Many Philips images use the following private tags for diffusion weighted images
- (2001,1003) FL : Diffusion B-Factor
- (2001,1004) CS : Diffusion Direction
- (2005,10B0) FL : Diffusion Direction RL
- (2005,10B1) FL : Diffusion Direction AP
- (2005,10B2) FL : Diffusion Direction FH
Note that the possible values for 2001,1004 are P (PreparationDirection), M (MeasurementDirection), S (Selection Direction),O(Oblique Direction), I (Isotropic). Since both the raw B=0 images and derived isotropic use the value "I" this tag is insufficient to discriminate raw images from derived images. For Philips scans, B=0 set all tags 2001,1003; 2005,10B0; 2005,10B1 and 2005,10B2 to zero, while derived images use the corresponding b-value (e.g. 2001,1003 = 1000) but set also set 2001,10B0; 2005,10B1; 2005,10B2 to zero. Raw B-weighted images have a positive value in 2001,1003 and at least one of the gradient directions 2001,10B0; 2005,10B1; 2005,10B2 will be non-zero.
Some Philips images use the recommended public tags described above (for example classic DICOM images from 2012 where 0002,0013 lists Philips MR 26.2 as well as 2018-vintage Philips MR 53.0). Philips enhanced DICOMs also use these public tags.
Complete DICOM conformance statements for
- Intera
- Achieva
- Panorama
- Gyroscan
- Infinion / Eclipse
are available here http://www.medical.philips.com/main/company/connectivity/mri/
Private vendor: Toshiba
The Toshiba Titan 3T (console software V2.30*R005) uses a standard DICOM attribute for b-value:
- (0018,9087) : Diffusion b-value (for instances with a non-zero b-value).
NOTE: this attribute is missing for those instances with a b-value of zero.
Gradients can be found in a private tag as follows:
- (0029, 1001) : Private Sequence
- >(0029, 1090): Private Byte Data
When the byte data is reversed and the nybble-pairs are swapped, this becomes a DICOM sequence object (with 6 items). The 5th item contains a number of standard DICOM attributes including:
- >>(0018,9087) : Diffusion b-value (which matches the above)

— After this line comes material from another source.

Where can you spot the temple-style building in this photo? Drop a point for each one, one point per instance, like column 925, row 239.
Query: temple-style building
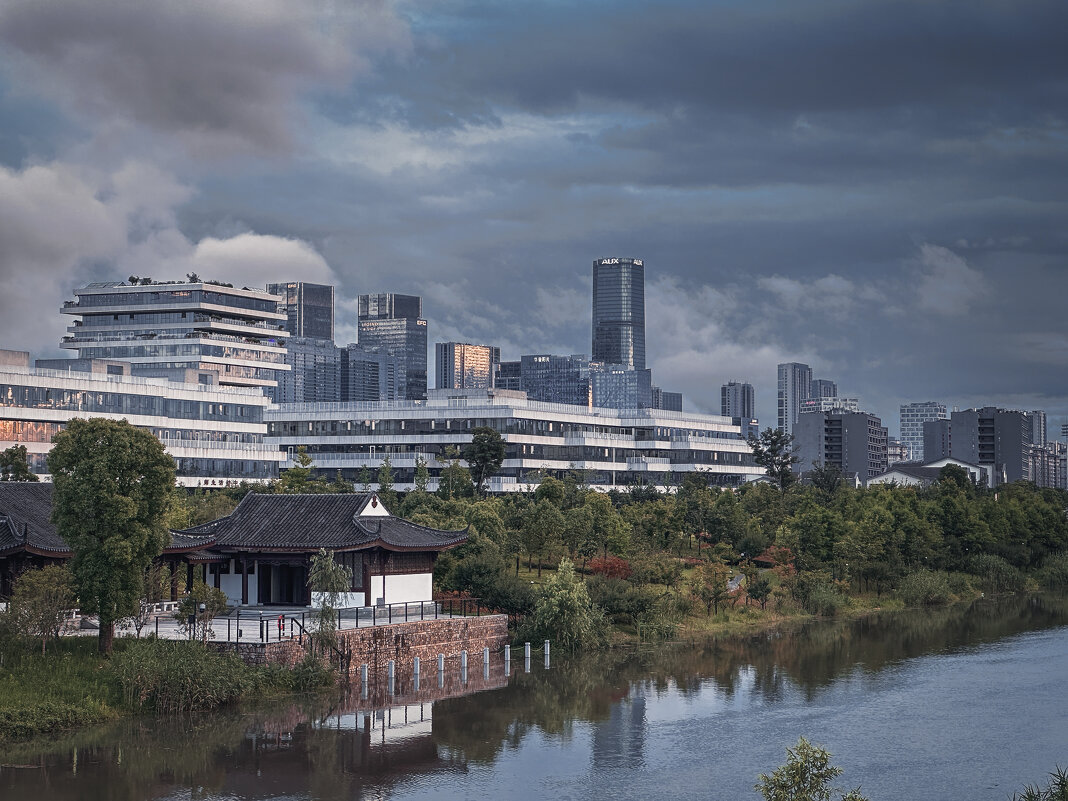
column 260, row 553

- >>(0018,9089) : Diffusion Gradient Orientation. This is the diffusion direction and will be [0, 0, 0] for the b-value of zero instances.
Sample code for the byte data adjustment:
private static byte[] adjustToshibaBytes( byte[] input ) { int len = input.length; byte[] output = new byte[ len ]; for( int i = 0; i < len; i++ ) { output[ i ] = (byte)((input[ len - i - 1 ] & 0x0F) + (input[ len - i - 1 ] & 0xF0)); } return output; }
DICOM for estimated diffusion tensors
There is no specification right now in DICOM to support Tensor. Only a supplement:
Supp 63 Parts 3,4,5,6,16,17 Multi-dimensional Interchange Object
The discussion would then be (D. Clunie quote):
Indeed, even if one were to try to standardize in DICOM the encoding of the entire diffusion tensor, there would no doubt be considerable debate as to whether to do that as 6 (or 9) planes of an "image", since there is such a matrix at each spatial location ("pixel"), or as a special case of the proposed Sup 63 object; the former would keep image-oriented tools and software happier, the latter would require implementing a new mechanism and navigating through a more general structure.